I’ve long thought of postmodernism as, at its core, a deep toleration for difference and otherness. That’s a simplistic reduction, of course, but this toleration of otherness is turning into an intensified, angry rejection of difference and otherness and the attempt to overcome the problem of difference, not by rational argument or toleration, but by the sheer exertion of power, by the politics of fear, and by a polemics steeped in rhetoric but devoid of substance.
Post-postmodernism is tribalism to the extreme and with gloves off. It might just be the ultimate extension or intensification of post-modernism. It’s postmodern to the extent that it accepts the reality of difference and the reality of tribalism, “language-games,” and unique standpoints (unlike modernism, it doesn’t seek to transcend those boundaries). But it is post-postmodern in it is not chastened by epistemic humility, but hardened by certainty. In the post-postmodern mood, there may be a recognition that we don’t have the Absolute Truth, but that doesn’t make any difference, because we don’t care. It doesn’t change the way we relate to others; it doesn’t change the way we understand our place in the world. It isn’t chastened by difference and otherness, but angered by it. It isn’t motivated by peace, but by war.

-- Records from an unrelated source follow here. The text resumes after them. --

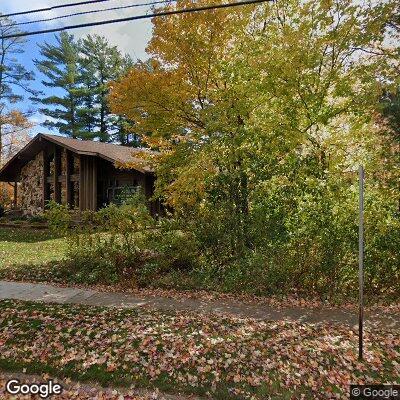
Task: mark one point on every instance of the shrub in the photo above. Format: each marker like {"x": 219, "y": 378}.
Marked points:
{"x": 107, "y": 246}
{"x": 58, "y": 217}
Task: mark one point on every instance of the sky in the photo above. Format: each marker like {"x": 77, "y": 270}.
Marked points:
{"x": 130, "y": 37}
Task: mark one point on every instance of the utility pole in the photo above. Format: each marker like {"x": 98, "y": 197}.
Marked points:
{"x": 361, "y": 262}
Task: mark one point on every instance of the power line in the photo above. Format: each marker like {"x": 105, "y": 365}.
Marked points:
{"x": 137, "y": 17}
{"x": 89, "y": 12}
{"x": 52, "y": 8}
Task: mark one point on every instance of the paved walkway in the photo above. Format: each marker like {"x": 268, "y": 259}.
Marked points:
{"x": 62, "y": 295}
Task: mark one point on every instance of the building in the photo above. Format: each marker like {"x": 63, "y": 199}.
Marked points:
{"x": 86, "y": 175}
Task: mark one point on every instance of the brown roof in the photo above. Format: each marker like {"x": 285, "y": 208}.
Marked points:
{"x": 110, "y": 152}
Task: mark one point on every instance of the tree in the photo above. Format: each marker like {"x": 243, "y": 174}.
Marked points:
{"x": 101, "y": 63}
{"x": 278, "y": 95}
{"x": 14, "y": 78}
{"x": 60, "y": 65}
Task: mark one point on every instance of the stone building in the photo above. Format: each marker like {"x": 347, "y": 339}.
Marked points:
{"x": 85, "y": 175}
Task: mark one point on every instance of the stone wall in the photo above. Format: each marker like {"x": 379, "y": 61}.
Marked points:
{"x": 31, "y": 187}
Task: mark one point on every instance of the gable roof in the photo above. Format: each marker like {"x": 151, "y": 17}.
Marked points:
{"x": 110, "y": 152}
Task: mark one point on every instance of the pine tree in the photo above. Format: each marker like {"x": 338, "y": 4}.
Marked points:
{"x": 60, "y": 65}
{"x": 13, "y": 75}
{"x": 101, "y": 64}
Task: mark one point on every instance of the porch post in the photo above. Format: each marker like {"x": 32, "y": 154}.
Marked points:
{"x": 68, "y": 191}
{"x": 94, "y": 186}
{"x": 45, "y": 188}
{"x": 81, "y": 188}
{"x": 57, "y": 164}
{"x": 15, "y": 201}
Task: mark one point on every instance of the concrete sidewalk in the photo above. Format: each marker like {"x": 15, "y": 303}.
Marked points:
{"x": 62, "y": 295}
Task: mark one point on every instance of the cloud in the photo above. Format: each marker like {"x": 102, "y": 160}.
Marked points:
{"x": 131, "y": 37}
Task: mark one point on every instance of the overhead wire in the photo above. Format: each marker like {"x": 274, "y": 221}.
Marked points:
{"x": 136, "y": 17}
{"x": 89, "y": 12}
{"x": 38, "y": 10}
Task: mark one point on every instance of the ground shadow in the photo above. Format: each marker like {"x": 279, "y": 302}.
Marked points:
{"x": 26, "y": 235}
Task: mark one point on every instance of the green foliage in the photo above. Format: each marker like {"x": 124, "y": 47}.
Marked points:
{"x": 82, "y": 71}
{"x": 58, "y": 217}
{"x": 106, "y": 246}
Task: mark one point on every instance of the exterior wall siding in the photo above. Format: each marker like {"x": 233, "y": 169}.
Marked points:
{"x": 31, "y": 187}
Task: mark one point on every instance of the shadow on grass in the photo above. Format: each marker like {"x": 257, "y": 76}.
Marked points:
{"x": 26, "y": 235}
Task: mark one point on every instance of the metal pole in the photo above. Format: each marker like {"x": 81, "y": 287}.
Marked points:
{"x": 361, "y": 263}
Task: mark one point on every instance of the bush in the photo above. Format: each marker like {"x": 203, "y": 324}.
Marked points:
{"x": 58, "y": 217}
{"x": 107, "y": 247}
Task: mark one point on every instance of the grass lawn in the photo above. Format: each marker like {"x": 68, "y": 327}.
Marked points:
{"x": 28, "y": 246}
{"x": 215, "y": 356}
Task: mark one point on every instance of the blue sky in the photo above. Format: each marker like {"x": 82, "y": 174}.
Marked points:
{"x": 130, "y": 37}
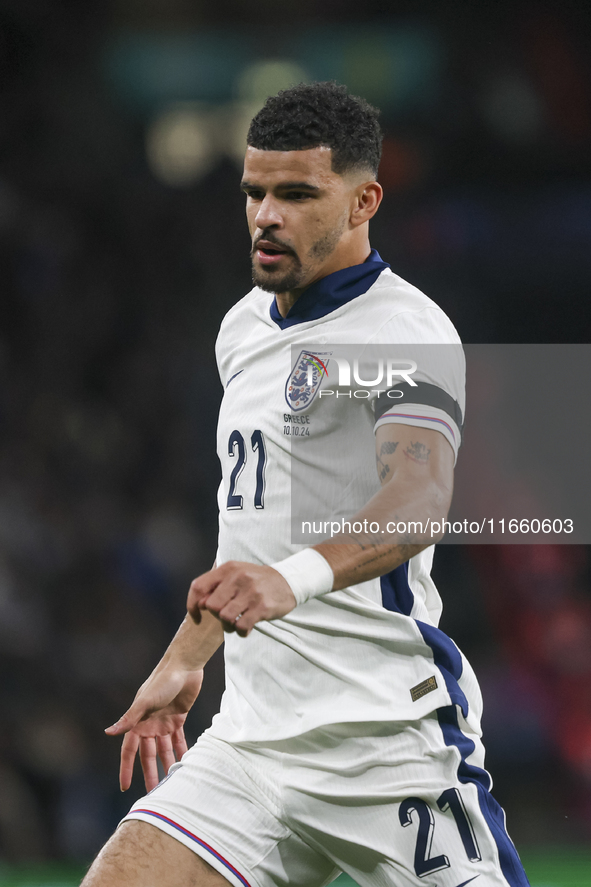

I’m still learning my way through what this shift from postmodernism to metamodernism means and entails, but it essentially looks to me like the logical conclusion that was always warned about with postmodernism: you can’t have multiple truths, eventually someone’s “truth” prevails over against the others, which isn’t this all of the history of man? The issue now is that we have a of society of people who think and interact in this way. What emerges is anyone’s guess and still formulating to some degree.